The full Q2 2011 negative equity report, with charts and state-level data, is available at http://www.corelogic.com/about-us/news/asset_upload_file75_12141.pdf
CoreLogic data includes 48 million properties with a mortgage, which accounts for over 85 percent of all mortgages in the U.S.** CoreLogic uses its public record data as the source of the mortgage debt outstanding (MDO) and it includes first mortgage liens and junior mortgage liens and is adjusted for amortization and home equity utilization in order to capture the true level of mortgage debt outstanding for each property. The current value was estimated by using the CoreLogic Automated Valuation Models (AVM) for residential properties. The data was filtered to include only properties valued between $30,000 and $30 million because AVM accuracy tends to quickly worsen outside of this value range.
The amount of equity for each property was determined by subtracting the property's estimated current value from the mortgage debt outstanding. If the mortgage debt was greater than the estimated value, then the property is in a negative equity position. The data was created at the property level and aggregated to higher levels of geography.
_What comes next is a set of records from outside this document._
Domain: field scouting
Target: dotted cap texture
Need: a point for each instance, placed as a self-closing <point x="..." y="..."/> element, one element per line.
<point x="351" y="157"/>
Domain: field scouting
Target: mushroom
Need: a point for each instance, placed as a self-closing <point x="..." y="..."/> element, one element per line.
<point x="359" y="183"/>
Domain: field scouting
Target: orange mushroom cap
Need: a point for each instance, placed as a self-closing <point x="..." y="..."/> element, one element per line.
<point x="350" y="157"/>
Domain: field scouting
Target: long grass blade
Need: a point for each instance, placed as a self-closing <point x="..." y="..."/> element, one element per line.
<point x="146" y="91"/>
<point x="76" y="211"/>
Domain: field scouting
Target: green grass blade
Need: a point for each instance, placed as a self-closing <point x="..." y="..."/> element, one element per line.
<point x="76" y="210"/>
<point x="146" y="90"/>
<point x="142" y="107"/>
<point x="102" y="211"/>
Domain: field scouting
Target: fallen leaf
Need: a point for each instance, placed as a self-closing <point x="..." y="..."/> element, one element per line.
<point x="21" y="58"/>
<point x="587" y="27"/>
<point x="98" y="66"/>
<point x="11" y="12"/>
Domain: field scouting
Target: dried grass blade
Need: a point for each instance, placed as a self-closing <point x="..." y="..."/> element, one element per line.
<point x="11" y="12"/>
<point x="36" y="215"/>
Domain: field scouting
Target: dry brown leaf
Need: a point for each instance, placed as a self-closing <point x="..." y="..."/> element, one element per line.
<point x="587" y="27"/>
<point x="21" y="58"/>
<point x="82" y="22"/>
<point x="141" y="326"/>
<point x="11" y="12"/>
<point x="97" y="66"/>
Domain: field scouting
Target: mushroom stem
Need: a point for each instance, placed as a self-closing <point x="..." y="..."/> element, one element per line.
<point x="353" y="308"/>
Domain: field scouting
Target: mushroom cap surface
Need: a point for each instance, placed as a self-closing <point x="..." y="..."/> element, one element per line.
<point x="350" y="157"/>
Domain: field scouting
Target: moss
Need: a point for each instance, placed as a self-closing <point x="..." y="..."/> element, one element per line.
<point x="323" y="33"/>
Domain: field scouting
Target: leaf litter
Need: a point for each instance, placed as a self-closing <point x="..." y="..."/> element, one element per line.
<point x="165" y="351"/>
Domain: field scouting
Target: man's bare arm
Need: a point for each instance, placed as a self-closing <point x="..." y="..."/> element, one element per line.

** Only data for mortgaged residential properties that have an AVM value is presented. There are several states where the public record, AVM or mortgage coverage is thin. Although coverage is thin, these states account for fewer than 5 percent of the total population of the U.S.
The data provided is for use only by the primary recipient or the primary recipient's publication or broadcast. This data may not be re-sold, republished or licensed to any other source, including publications and sources owned by the primary recipient's parent company without prior written permission from CoreLogic. Any CoreLogic data used for publication or broadcast, in whole or in part, must be sourced as coming from CoreLogic, a data and analytics company. For use with broadcast or web content, the citation must directly accompany first reference of the data. If the data is illustrated with maps, charts, graphs or other visual elements, the CoreLogic logo must be included on screen or web site. For questions, analysis or interpretation of the data contact Lori Guyton at email@example.com or Bill Campbell at firstname.lastname@example.org. Data provided may not be modified without the prior written permission of CoreLogic. Do not use the data in any unlawful manner. This data is compiled from public records, contributory databases and proprietary analytics, and its accuracy is dependent upon these sources.
CoreLogic (CLGX) is a leading provider of consumer, financial and property information, analytics and services to business and government. The company combines public, contributory and proprietary data to develop predictive decision analytics and provide business services that bring dynamic insight and transparency to the markets it serves. CoreLogic has built the largest and most comprehensive U.S. real estate, mortgage application, fraud, and loan performance databases and is a recognized leading provider of mortgage and automotive credit reporting, property tax, valuation, flood determination, and geospatial analytics and services. More than one million users rely on CoreLogic to assess risk, support underwriting, investment and marketing decisions, prevent fraud, and improve business performance in their daily operations. The company, headquartered in Santa Ana, Calif., has more than 6,500 employees globally with 2010 revenues of $1.6 billion. For more information visit www.corelogic.com.
CoreLogic is a registered trademark of CoreLogic.
(1) The definition of an above market rate was 5.1%, which is roughly the current mortgage rate of 4.1% plus a 100 basis point refinance trigger.
(2) Low mortgage debt zip codes have negative equity shares less than 10% and high mortgage debt zip codes have greater than 50% negative equity.